Jake quickly turned to the fourth and final page and matched the pen’s smooth brass fountain head to the bottom line. He made a stalling sound as he signed, so as not to allow any more of the lawyer’s words into his head.
“Aaaaaaahhhhhhhh (signing), so, this all that is needed, then?” 
“I believe so, Mr. Sterling. I hope I wasn’t disturbing you with what I was saying; my mind tends to ramble on and, before I know it, I’ve spoken a chapter’s worth and haven’t even paid conscious effort to any of it.” The man took the papers that Jake handed him and set them neatly in the center of his desk.
“It’s quite all right. You’ll excuse me if I seem more reserved than usual. It’s just that I’m still in a bit of a shock by it all. Also, my signature on the third page looks a little shaky. I lost my train of thought there for a minute and that was the result in my train’s absence.”
Jake stood up and the lawyer came around his desk. “I’ll see you out, Mr. Sterling. It’s time for me to close up shop for the day.” The two walked outside and the lawyer bid Jake a good day without looking up from his watch. The click of the Jaguar door as he closed it was soft but solid. He drove off with his windows up. Jake walked back to the Expedition, unlocked the doors from the remote control in his pocket and smiled broadly as he slid onto the leather driver’s seat. Again, without fail, he was in control. One more stop.
Vincent was mid-way through his Eighth Grade Algebra class when the classroom door opened. All heads either rose from their books or turned from the blackboard. He saw his uncle, Jake, standing there and beckoning him to approach. “C’mon Vinny, we have an appointment.” Vincent packed his things, trying his best not to add to the disruption of the class, and walked out.
“I told your dad I’d pick you up today, buddy,” Jake said as though he were talking with his best friend. “How was school?”
“Well, I kinda didn’t finish. But, it’s going well.”
“Good good.
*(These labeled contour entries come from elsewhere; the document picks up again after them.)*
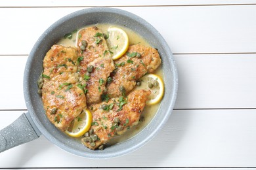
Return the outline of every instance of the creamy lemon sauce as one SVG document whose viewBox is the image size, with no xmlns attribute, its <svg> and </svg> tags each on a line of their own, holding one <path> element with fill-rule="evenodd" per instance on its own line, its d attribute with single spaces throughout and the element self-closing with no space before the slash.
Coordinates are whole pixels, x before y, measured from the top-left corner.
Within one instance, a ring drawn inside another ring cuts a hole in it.
<svg viewBox="0 0 256 170">
<path fill-rule="evenodd" d="M 87 27 L 90 27 L 92 26 L 88 26 Z M 100 28 L 104 33 L 107 33 L 107 30 L 110 27 L 117 27 L 122 29 L 123 29 L 126 33 L 128 35 L 129 41 L 129 44 L 135 44 L 140 43 L 141 44 L 150 46 L 148 43 L 141 36 L 137 34 L 135 31 L 132 31 L 131 29 L 127 28 L 123 26 L 115 26 L 113 24 L 98 24 L 96 25 L 93 25 L 93 26 L 96 26 L 97 27 Z M 83 29 L 85 27 L 82 27 L 81 29 Z M 63 38 L 57 44 L 60 45 L 62 45 L 64 46 L 76 46 L 76 40 L 77 39 L 77 33 L 79 32 L 79 30 L 75 31 L 72 33 L 72 36 L 69 35 L 70 36 L 68 37 Z M 72 37 L 72 38 L 70 38 Z M 156 71 L 153 73 L 154 74 L 158 75 L 161 78 L 163 77 L 163 72 L 161 66 L 160 65 Z M 142 82 L 141 86 L 140 88 L 142 88 L 144 87 L 146 89 L 146 86 L 148 86 L 147 83 L 143 83 Z M 140 131 L 141 131 L 152 120 L 154 116 L 156 115 L 156 113 L 159 108 L 160 103 L 156 104 L 154 105 L 148 106 L 146 105 L 143 110 L 143 112 L 141 114 L 140 121 L 138 124 L 138 125 L 135 126 L 132 128 L 131 128 L 129 130 L 126 131 L 123 135 L 120 136 L 116 136 L 114 138 L 113 138 L 109 143 L 106 144 L 108 145 L 113 145 L 115 143 L 121 143 L 122 141 L 124 141 L 127 139 L 129 139 L 137 134 L 138 134 Z"/>
</svg>

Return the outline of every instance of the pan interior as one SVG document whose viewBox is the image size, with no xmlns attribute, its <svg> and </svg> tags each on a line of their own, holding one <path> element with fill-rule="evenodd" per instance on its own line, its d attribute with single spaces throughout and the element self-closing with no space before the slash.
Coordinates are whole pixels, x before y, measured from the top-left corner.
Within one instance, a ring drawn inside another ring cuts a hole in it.
<svg viewBox="0 0 256 170">
<path fill-rule="evenodd" d="M 162 59 L 165 92 L 160 109 L 150 123 L 138 135 L 126 141 L 91 150 L 79 141 L 58 130 L 45 116 L 41 97 L 37 94 L 37 80 L 43 71 L 43 60 L 51 46 L 67 33 L 98 23 L 127 27 L 142 36 Z M 38 39 L 28 58 L 24 73 L 24 89 L 28 109 L 37 128 L 50 141 L 72 154 L 91 158 L 116 157 L 143 146 L 163 128 L 172 112 L 177 92 L 177 73 L 173 54 L 160 33 L 147 22 L 130 12 L 112 8 L 91 8 L 69 14 L 52 25 Z"/>
</svg>

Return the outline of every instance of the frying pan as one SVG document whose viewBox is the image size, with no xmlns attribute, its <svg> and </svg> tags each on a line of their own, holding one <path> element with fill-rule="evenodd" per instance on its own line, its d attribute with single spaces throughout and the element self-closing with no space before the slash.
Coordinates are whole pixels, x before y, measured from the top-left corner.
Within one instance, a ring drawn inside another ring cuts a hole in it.
<svg viewBox="0 0 256 170">
<path fill-rule="evenodd" d="M 37 80 L 43 71 L 43 60 L 47 52 L 66 33 L 98 23 L 124 26 L 142 36 L 158 49 L 162 59 L 165 94 L 156 116 L 135 137 L 106 147 L 91 150 L 79 140 L 67 136 L 53 125 L 45 116 Z M 146 21 L 125 10 L 113 8 L 90 8 L 64 16 L 50 26 L 33 47 L 25 68 L 24 94 L 28 112 L 0 131 L 0 152 L 37 139 L 43 135 L 51 143 L 73 154 L 90 158 L 119 156 L 141 147 L 165 126 L 171 114 L 178 89 L 175 62 L 168 44 L 160 33 Z"/>
</svg>

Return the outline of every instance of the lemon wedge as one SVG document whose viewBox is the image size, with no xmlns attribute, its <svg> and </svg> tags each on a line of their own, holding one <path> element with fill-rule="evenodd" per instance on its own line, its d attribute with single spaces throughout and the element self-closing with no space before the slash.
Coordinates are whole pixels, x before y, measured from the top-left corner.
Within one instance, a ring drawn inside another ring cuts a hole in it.
<svg viewBox="0 0 256 170">
<path fill-rule="evenodd" d="M 115 60 L 123 56 L 128 50 L 128 35 L 122 29 L 116 27 L 108 28 L 108 33 L 106 42 L 112 58 Z"/>
<path fill-rule="evenodd" d="M 161 77 L 154 74 L 148 74 L 142 76 L 139 82 L 141 85 L 139 88 L 151 91 L 151 94 L 148 96 L 146 103 L 146 105 L 155 105 L 161 100 L 164 94 L 164 84 Z"/>
<path fill-rule="evenodd" d="M 71 137 L 79 137 L 90 129 L 92 121 L 93 115 L 86 109 L 72 121 L 65 132 Z"/>
</svg>

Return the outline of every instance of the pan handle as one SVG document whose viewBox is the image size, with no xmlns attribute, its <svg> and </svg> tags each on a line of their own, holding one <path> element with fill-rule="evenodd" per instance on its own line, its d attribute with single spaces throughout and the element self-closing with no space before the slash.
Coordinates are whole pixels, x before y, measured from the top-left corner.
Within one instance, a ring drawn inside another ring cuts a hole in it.
<svg viewBox="0 0 256 170">
<path fill-rule="evenodd" d="M 12 124 L 0 131 L 0 153 L 37 139 L 40 135 L 30 114 L 23 113 Z"/>
</svg>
Do you have homework at all?”
“A little,” he answered tacitly.
“Okay well, you can get that done at your dad’s office, can’t you?”
“Yeah,” said Vincent.
“Good, because we’re all going out to dinner tonight, and your dad wants to make sure you finish that before we go out, okay?” Jake took care of his nephew just as he was told. This was his brother’s kid; and he had plans for him to grow up with a great style, good teachings and a keen sense of self.
The walked off campus, Jake patted his nephew on the back in the familiar avuncular fashion Vincent was used to. They slid into the soft leather seats of the Expedition and Jake started the engine. He revved it twice.
“You got your seatbelt on?” He asked.
“Just making sure,” said Jake. They headed toward the office. Dinner was going to be great.